Often, a drawing is defined as "a picture or diagram made with a pencil, pen, or crayon rather than paint, especially one drawn in monochrome". I prefer the Victoria and Albert Museum’s definition of a drawing as the “[representation] of objects or forms on a surface chiefly by means of lines”.


In contrast, painting has been defined as “a picture or other artistic composition created by applying paints to a surface such as canvas”


So is Loci a drawing and Figures a painting?  Does it matter?


What about the work of Brice Marden and Julie Mehretu? Drawings or paintings?

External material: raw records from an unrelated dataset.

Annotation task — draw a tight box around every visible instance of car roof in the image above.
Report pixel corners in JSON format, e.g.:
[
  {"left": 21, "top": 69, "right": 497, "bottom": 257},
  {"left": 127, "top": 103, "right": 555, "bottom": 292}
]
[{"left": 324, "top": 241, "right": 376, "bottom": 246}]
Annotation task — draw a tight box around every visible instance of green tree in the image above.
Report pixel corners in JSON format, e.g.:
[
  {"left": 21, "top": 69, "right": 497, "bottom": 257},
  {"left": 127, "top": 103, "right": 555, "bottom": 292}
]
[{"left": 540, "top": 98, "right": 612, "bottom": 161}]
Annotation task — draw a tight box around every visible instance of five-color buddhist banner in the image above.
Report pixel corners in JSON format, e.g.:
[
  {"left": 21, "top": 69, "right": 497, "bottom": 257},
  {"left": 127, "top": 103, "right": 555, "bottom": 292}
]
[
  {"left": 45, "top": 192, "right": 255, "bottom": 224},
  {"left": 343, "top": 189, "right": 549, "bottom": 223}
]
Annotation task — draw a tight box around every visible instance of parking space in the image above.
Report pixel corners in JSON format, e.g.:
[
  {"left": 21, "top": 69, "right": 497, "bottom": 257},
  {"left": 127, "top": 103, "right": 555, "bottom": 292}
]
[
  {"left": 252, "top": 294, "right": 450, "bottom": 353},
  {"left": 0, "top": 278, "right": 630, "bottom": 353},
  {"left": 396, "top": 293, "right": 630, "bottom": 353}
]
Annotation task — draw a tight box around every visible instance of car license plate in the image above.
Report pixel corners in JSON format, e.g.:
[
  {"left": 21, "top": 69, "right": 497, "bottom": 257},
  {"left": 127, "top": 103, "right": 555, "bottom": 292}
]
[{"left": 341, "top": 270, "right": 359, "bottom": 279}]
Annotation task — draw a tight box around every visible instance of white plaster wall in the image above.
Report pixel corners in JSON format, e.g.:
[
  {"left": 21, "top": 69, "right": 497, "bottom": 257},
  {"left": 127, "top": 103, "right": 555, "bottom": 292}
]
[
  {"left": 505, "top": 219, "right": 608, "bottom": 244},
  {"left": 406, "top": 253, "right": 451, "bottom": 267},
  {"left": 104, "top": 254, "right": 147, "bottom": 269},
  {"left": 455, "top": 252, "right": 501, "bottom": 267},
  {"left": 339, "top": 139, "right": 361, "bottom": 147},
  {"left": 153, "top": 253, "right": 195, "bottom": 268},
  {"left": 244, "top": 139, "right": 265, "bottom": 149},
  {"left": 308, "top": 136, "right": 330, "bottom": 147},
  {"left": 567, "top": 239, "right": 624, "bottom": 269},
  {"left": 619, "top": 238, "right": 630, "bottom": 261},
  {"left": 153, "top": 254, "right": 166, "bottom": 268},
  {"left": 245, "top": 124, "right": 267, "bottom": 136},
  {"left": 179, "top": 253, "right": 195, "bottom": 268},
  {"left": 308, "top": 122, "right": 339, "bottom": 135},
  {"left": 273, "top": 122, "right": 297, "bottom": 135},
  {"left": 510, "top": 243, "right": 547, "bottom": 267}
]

I think drawing and painting is a continuum. 

Most people would agree that the image at top left is a drawing, and the one at bottom right is a painting. But what about the ones in between? I think the joy is in the contrast and balance of line or mark-making vs larger areas or shapes.


Top Row:

Chicago sketch (approx 8”x6”, pencil on paper, NFS)

PortTown 9 (36”x36”, mixed media on canvas, $2850, available at time of posting)

PaintDraw 3 (24”x18”, mixed media on paper, $200, available at time of posting)

Figure sketch (approx 8”x8”, watercolor and ink on paper, NFS)


Bottom Row:

Entering Unknown Territory 3 (approx 10”x8”, mixed media on paper, $100, available at time of posting)

Hot Pink Cold Shoulder (36”x24”, acrylic and metallic leaf on canvas, $1520, available at time of posting)


The Echo of a Landscape (16”x16”, mixed media on canvas, $600, available at time of posting)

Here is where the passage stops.